Вот есть такой тип начальников, которые не умеют кивать. Не потому, что у них такая бычья шея, а потому, что они слишком хороши, чтобы кивать, ну, как бы сказать: тебе еще на полметра подрасти надо, чтобы мы с тобой на уровне кивка оказались. Иначе говоря: это уже вполне заменяет кивок, если я тебе буду молча пялиться в глаза две секунды кряду, вместо того чтобы наорать на тебя так, чтобы ты стал ростом метр пятьдесят.

А спустя эти две секунды господин из криминальной полиции в начальническом пиджаке отвел свои стеклянные глаза холерика от Бреннера и приказал своим коллегам в униформе, чтобы они отвезли Ланца в следственную тюрьму, а затем отправили Бимбо на вскрытие.

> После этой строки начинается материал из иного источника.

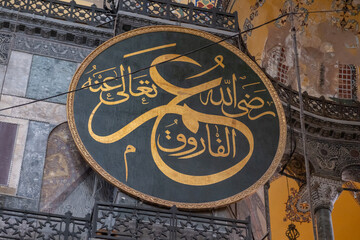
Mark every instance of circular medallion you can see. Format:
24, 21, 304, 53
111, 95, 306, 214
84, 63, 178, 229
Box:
67, 26, 286, 209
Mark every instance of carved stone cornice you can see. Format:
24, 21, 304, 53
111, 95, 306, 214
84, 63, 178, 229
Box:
13, 33, 93, 63
310, 176, 342, 212
307, 136, 360, 179
0, 8, 113, 48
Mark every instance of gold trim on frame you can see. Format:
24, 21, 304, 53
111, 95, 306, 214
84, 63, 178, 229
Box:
67, 26, 286, 210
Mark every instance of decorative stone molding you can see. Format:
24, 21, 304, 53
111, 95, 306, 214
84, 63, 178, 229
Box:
0, 8, 113, 48
305, 176, 342, 212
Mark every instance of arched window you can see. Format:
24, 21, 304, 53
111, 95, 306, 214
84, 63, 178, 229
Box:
338, 64, 357, 100
266, 46, 289, 84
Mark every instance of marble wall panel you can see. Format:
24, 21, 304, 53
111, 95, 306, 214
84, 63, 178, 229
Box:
40, 123, 90, 212
0, 194, 38, 210
2, 51, 33, 97
26, 55, 78, 104
0, 95, 66, 125
0, 64, 6, 93
0, 116, 29, 195
17, 121, 54, 210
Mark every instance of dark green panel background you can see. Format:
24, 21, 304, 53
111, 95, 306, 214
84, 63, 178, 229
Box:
74, 29, 279, 203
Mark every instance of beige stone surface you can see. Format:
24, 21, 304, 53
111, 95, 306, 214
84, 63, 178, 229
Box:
0, 116, 29, 195
2, 51, 33, 97
0, 95, 67, 125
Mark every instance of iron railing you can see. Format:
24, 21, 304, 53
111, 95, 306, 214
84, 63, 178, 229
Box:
0, 205, 90, 240
0, 0, 114, 28
0, 203, 252, 240
272, 80, 360, 121
118, 0, 239, 32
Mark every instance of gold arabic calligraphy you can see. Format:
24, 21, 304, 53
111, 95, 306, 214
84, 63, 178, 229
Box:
83, 44, 275, 186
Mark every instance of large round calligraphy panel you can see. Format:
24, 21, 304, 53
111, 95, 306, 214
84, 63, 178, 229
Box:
67, 26, 286, 209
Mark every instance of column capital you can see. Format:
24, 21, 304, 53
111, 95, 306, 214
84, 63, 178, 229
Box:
310, 176, 342, 212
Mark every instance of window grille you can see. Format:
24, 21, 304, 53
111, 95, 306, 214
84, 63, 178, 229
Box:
277, 48, 289, 84
338, 64, 356, 100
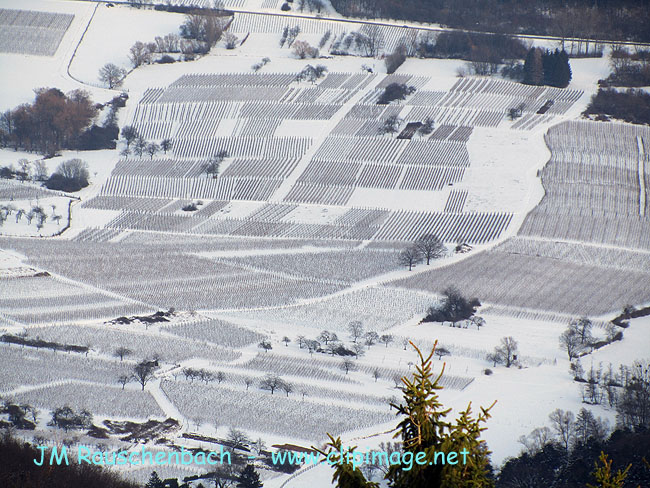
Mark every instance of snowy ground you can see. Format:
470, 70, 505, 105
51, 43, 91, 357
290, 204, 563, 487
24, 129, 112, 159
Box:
0, 0, 650, 488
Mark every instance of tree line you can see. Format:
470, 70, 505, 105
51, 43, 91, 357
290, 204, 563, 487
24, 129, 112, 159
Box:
332, 0, 650, 41
0, 88, 127, 156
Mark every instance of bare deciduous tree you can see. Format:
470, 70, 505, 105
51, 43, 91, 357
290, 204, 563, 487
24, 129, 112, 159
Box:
129, 41, 151, 68
494, 336, 517, 368
548, 408, 575, 451
348, 320, 363, 342
341, 359, 357, 374
435, 346, 451, 361
379, 334, 394, 347
113, 346, 133, 361
398, 246, 422, 271
133, 361, 156, 391
99, 63, 126, 89
117, 374, 132, 389
260, 373, 284, 395
415, 234, 447, 266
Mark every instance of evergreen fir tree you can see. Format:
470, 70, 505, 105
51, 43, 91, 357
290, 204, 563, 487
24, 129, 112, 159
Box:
524, 47, 544, 85
144, 471, 164, 488
553, 51, 573, 88
542, 50, 558, 86
321, 342, 494, 488
237, 464, 264, 488
587, 452, 630, 488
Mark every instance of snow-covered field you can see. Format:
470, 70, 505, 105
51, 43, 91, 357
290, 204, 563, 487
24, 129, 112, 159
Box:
0, 0, 650, 488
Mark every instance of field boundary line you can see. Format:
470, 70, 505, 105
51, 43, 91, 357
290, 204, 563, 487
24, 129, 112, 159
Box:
636, 136, 647, 217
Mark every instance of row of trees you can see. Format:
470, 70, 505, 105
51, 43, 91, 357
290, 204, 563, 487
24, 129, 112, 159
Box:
496, 408, 650, 488
332, 0, 650, 41
0, 158, 90, 193
0, 88, 97, 155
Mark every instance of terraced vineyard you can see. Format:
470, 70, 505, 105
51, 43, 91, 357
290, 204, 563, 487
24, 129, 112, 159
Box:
0, 9, 74, 56
394, 122, 650, 315
76, 73, 581, 244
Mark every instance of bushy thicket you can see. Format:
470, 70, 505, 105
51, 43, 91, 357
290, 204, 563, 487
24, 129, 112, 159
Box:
496, 430, 650, 488
426, 32, 527, 64
44, 159, 90, 192
523, 48, 573, 88
585, 88, 650, 124
377, 83, 415, 105
599, 48, 650, 87
422, 288, 481, 322
0, 88, 97, 154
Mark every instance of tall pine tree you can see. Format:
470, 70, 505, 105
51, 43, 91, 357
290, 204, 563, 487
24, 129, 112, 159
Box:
524, 47, 544, 85
237, 464, 264, 488
553, 50, 573, 88
144, 471, 164, 488
321, 343, 494, 488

— А ты пока оставайся здесь и следи, чтобы еще какие-нибудь сумасшедшие не уничтожили следы, — сказал он своему пиджачному близнецу.

На улице Молодой как раз разгонял всех со двора, типа: я бы с большим удовольствием смыл всю эту сволочь из пожарного рукава фирмы Рааб-Керхер под большим напором. Теперь Бреннер был рад, что ему удалось в суматохе скрыться в доме.

— Бреннер, — сказал Молодой, когда Бреннер проходил мимо него. Больше ничего, только «Бреннер».

Отпирая свою дверь, Бреннер все еще продолжал размышлять, было ли это приветствие, угроза или крик о помощи.

Но он недолго думал над этим. Потому как он увидел, что кто-то подсунул ему под дверь написанную от руки записку. «Пожалуйста, позвони мне: 47».

Ты, наверное, подумал, что 47 — это болезнь. И это не так далеко от истины, потому как лично для меня телефон — действительно болезнь. Но ты слушай, дело было вот в чем.